Rue Princesse à Yopougon. Rue des Princes dans la même commune. Mille maquis à Macory ou ce qu’il en reste.
Zone 4, Rue des Jardins au Deux Plateaux. Les endroits de prostitution à Abidjan sont multiples et les lieux célèbres ne sont que la face visible des sites où s’exerce le plus vieux métier du monde. En ces lieux, des gamines. Des fillettes de douze, dix ans. Même huit ans. Nous sommes allés à leur rencontre. Des semaines durant, nous les avons côtoyées, chercher à les connaitre. Nous avons choisi de parler de deux d’elles, Janine et surtout Poki, dont l’histoire décrit l’’environnement de ces mômes devenues expertes dans le plus vieux métier du monde.

Son nom ? On se devait de le taire, parce que mineure mais l’effort n’est pas nécessaire. Elle n’en a pas. « Si vous tenez à mon vrai nom, je ne peux pas vous le dire simplement parce que, je ne connais pas. Je suis née comme ça, sans père. Ma mère même ne sachant pas avec qui précisément elle m’a conçue. »

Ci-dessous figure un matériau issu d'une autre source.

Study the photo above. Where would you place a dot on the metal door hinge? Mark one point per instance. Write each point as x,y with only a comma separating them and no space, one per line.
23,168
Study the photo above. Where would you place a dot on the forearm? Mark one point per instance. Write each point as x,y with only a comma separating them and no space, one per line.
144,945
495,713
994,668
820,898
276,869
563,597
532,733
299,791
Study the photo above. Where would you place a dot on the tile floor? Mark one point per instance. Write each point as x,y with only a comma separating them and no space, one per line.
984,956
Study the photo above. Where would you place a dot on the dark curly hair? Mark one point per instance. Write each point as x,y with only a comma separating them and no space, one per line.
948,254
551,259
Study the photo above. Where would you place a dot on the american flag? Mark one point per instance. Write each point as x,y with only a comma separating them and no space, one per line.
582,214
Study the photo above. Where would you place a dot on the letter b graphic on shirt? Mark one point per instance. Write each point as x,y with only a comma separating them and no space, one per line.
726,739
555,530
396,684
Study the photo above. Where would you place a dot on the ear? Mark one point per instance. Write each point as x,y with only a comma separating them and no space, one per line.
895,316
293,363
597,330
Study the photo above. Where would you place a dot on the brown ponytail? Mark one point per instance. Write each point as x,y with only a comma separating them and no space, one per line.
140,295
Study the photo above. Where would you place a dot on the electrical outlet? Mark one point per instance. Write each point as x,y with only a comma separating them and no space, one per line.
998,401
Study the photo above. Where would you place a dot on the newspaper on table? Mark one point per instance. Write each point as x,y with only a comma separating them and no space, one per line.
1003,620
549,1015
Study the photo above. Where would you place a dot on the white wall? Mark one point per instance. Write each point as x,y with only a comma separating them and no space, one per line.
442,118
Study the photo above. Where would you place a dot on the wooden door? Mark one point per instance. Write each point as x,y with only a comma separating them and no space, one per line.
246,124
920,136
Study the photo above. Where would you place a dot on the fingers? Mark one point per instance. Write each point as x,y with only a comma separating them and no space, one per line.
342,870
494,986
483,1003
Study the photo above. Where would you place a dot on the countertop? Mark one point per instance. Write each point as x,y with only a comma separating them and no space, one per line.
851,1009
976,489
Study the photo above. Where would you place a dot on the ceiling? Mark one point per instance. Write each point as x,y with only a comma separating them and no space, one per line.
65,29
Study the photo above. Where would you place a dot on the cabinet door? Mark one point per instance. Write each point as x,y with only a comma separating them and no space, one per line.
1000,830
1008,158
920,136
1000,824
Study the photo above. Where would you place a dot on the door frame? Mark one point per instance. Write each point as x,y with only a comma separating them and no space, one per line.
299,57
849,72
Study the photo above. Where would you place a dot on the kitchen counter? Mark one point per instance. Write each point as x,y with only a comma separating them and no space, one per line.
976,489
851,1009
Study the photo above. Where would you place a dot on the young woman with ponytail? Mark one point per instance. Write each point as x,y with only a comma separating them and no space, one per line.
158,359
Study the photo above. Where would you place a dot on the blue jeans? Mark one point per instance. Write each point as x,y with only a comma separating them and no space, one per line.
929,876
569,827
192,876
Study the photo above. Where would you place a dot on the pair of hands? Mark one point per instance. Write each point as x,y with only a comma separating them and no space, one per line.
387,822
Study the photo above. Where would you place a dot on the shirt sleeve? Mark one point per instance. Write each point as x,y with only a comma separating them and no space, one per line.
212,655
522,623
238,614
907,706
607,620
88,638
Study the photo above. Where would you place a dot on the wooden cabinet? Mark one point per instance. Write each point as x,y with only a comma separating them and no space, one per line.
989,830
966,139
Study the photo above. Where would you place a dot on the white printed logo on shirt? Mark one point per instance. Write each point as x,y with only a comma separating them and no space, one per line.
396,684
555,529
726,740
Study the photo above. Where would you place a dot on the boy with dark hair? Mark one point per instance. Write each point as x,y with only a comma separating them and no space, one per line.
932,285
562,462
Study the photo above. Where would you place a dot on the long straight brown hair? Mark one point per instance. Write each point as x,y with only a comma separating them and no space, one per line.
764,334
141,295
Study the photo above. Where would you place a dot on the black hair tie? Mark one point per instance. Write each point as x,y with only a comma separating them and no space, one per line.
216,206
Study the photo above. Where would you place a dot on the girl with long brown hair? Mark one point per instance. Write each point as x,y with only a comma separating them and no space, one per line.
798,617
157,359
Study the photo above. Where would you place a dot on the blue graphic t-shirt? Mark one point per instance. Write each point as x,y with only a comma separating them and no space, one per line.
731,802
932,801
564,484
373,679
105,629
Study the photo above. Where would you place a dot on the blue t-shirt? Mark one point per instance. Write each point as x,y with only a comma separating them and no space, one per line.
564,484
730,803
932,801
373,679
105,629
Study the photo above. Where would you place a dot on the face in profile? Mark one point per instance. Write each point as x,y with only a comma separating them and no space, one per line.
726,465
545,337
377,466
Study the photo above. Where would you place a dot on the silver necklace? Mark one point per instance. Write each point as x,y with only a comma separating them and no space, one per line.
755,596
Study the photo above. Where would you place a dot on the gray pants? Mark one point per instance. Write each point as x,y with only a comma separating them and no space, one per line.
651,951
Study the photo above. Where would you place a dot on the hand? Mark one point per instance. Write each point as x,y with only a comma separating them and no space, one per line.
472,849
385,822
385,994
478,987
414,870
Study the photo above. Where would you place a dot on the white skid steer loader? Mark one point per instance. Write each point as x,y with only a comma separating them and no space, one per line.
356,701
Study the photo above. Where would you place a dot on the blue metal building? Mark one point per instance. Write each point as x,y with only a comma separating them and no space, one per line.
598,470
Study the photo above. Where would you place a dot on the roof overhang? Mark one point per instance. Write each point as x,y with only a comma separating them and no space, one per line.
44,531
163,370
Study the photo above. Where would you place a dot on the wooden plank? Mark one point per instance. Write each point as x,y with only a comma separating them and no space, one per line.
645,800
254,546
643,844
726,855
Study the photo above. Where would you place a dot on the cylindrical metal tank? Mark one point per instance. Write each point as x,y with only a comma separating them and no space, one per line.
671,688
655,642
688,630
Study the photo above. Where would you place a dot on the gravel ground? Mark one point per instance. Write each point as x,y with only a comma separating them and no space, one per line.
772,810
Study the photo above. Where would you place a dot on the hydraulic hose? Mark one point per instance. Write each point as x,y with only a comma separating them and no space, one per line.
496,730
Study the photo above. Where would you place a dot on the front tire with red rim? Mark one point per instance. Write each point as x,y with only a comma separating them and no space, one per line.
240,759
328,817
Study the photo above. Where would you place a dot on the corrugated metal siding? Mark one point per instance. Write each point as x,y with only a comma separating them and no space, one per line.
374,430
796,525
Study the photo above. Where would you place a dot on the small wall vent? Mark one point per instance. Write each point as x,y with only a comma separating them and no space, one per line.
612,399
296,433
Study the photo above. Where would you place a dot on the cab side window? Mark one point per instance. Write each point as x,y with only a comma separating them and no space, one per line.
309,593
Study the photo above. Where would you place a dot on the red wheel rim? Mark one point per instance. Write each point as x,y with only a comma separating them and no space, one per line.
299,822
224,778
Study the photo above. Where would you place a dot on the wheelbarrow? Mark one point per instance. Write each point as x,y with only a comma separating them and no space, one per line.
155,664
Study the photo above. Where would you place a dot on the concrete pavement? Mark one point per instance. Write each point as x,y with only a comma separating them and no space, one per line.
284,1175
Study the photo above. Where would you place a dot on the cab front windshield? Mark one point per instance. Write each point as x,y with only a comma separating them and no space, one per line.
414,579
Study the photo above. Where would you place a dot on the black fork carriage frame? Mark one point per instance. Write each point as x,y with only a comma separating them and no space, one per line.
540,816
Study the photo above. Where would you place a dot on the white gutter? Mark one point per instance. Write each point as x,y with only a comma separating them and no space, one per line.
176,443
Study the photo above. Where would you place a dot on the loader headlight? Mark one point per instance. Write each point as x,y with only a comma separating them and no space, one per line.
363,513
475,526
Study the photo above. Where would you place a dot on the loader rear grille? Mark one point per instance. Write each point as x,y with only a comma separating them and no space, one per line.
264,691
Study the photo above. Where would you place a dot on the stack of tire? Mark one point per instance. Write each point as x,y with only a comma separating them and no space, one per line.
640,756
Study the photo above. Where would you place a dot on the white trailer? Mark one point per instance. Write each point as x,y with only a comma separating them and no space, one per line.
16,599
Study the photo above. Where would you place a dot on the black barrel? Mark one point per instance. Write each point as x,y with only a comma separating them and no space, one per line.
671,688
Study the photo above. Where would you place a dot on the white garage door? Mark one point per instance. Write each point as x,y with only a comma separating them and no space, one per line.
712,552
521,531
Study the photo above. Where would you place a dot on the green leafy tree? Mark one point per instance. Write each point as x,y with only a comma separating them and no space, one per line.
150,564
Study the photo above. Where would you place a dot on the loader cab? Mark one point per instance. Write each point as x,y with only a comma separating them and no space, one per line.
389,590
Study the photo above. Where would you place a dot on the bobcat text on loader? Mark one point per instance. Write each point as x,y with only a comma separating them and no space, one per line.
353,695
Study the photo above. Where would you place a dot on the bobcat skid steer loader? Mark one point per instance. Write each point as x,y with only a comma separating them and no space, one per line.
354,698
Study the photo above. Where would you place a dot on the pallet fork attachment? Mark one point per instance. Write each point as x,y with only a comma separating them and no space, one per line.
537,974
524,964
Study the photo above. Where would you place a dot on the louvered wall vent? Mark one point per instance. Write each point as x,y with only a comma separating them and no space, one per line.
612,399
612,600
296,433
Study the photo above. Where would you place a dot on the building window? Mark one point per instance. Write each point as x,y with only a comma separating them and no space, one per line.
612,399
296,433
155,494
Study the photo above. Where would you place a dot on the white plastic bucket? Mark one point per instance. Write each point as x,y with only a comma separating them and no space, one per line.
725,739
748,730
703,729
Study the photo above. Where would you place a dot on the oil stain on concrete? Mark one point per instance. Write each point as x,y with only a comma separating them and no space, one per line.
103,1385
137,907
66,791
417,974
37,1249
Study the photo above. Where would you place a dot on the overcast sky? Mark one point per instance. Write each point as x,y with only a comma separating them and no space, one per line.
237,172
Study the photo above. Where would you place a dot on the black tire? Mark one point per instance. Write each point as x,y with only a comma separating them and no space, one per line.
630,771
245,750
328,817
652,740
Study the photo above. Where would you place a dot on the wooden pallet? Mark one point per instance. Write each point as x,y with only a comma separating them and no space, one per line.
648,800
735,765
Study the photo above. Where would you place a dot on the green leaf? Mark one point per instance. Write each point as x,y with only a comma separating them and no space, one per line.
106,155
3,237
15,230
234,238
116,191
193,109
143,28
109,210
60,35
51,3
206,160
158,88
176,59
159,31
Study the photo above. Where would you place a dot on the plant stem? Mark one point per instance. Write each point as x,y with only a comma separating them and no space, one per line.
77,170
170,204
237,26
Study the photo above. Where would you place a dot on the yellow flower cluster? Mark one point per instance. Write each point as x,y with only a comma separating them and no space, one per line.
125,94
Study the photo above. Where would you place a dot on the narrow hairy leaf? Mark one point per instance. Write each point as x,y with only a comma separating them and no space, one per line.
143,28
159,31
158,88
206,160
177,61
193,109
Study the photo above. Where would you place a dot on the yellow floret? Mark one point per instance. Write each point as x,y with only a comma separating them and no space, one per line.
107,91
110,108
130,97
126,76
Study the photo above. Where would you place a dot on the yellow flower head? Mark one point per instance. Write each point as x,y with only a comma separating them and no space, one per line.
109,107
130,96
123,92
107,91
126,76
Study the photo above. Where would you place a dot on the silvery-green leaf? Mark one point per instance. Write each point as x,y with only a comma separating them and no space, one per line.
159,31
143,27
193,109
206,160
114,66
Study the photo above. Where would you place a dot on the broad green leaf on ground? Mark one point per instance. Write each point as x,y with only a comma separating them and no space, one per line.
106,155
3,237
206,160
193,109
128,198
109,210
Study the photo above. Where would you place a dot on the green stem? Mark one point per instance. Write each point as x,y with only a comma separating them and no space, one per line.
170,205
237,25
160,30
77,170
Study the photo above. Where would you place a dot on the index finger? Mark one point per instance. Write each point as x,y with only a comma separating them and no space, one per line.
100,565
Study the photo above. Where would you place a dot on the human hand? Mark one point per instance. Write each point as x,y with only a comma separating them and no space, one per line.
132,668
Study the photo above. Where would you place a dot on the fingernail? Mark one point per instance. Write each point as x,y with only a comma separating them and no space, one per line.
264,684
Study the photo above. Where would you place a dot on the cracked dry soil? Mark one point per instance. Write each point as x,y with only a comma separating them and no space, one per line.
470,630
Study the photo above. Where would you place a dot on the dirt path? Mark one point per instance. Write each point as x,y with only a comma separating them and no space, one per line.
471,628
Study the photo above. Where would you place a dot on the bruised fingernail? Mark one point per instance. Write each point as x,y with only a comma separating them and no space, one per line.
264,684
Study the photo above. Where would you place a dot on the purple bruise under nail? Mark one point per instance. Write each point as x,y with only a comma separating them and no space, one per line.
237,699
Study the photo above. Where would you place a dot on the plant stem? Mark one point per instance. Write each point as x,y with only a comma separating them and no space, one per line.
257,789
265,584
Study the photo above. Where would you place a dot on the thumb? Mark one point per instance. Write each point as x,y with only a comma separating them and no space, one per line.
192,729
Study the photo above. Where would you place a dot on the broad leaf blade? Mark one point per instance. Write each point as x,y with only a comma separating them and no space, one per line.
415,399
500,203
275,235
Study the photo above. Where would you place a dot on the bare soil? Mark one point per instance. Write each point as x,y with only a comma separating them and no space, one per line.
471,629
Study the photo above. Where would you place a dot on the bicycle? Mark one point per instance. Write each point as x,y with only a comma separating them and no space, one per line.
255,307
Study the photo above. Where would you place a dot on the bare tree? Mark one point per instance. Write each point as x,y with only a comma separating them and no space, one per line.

A la rue princesse où elle vend son charme, Poki est bien repérable. De toutes les gamines qui se prostituent ici, elle est la plus petite. « En taille hein ! Sinon en âge moi-même je sais qu’elle est plus âgée que moi », précise aussitôt Janine qui nous l’a présentée. Janine et Poki sont « les enfants naturelles de la rue Princesse ». Elles ont été conçues ici. Leurs mères étaient serveuses quand elles sont tombées enceintes. « Mais moi, je ne suis revenue ici que quand je suis devenue grande. » Cette phrase nous fait tiquer. La gamine en face de nous, dis , ”je suis ne revenue ici que quand je suis devenue grande”. Grande ?
Mais au fait, tu as quel âge ? Question immédiate.
Douze ans
Et à quel âge tu es revenue ici ?
Dix ans
Et à dix ans tu étais grande ?
Par rapport à Poki, oui
Mais qui donc est cette Poki ?

Comme nous nous sommes montrés très intéressés par son histoire, Janine est allée cherche sa ”vieille mère” Poki. « Si tu veux jouer les étonnés, voici Poki. Elle a été conçue ici, a grandi ici, a appris le métier ici.»
Poki ? En fait c’est son surnom. Elle l’a depuis toute petite. Toute bébé, disons. Sa mère, était serveuse à la rue princesse. Elle amenait sa fillette sur son lieu de travail parce qu’elle n’avait personne pour la surveiller. Plus exactement pour l’héberger. Parce qu’elle n’avait pas de logis. Elle gardait ses habits dans le maquis où elle travaillait et après le boulot, elle se débrouillait pour être emmenée par un homme. Elle se débrouillait pour que son amoureux du soir paye une chambre dans un des hôtels pas vraiment entretenus de la rue des princes et ses environs. Les chambres de ces hôtels étant assez dégelasses, les hommes, une fois satisfaits, rentraient chez eux. « C’est à ce moment que ma mère venait me chercher ».
Poki doit son surnom à la bière que ses frêles mains pouvaient servir : la petite bouteille de Guiness appelée par les amateurs Poki. « Chaque fois que quelqu’un demandait une petite Guiness, ma mère criait ”Poki”, et je partais chercher. Finalement les gens m’ont appelée comme ça. Pourquoi ne pas changer de nom ? « Parce que ça me plait et ça me permet de gagner l’argent. » Elle a conçu tout un marketing autour de son non : « Je dis à mes clients, c’est moi Poki. Comme la bière, je suis toute petite mais dangereuse . On peut me soulever d’une main, me porter vers le haut comme la bière mais je vous conseille de me porter vers le bas ; ça donne plus de plaisir. Plus on me consomme, plus je saoule. Mais attention à ne pas exagérer parce que je peux mettre tout homme groggy. Quand, tu dis ça, ça excite n’importe quel homme. Pas vous Monsieur le journaliste ? »

Tu vois non ?
.. (Si elle savait le dégout à ce moment précis ! Mais le boulot exige dépassement)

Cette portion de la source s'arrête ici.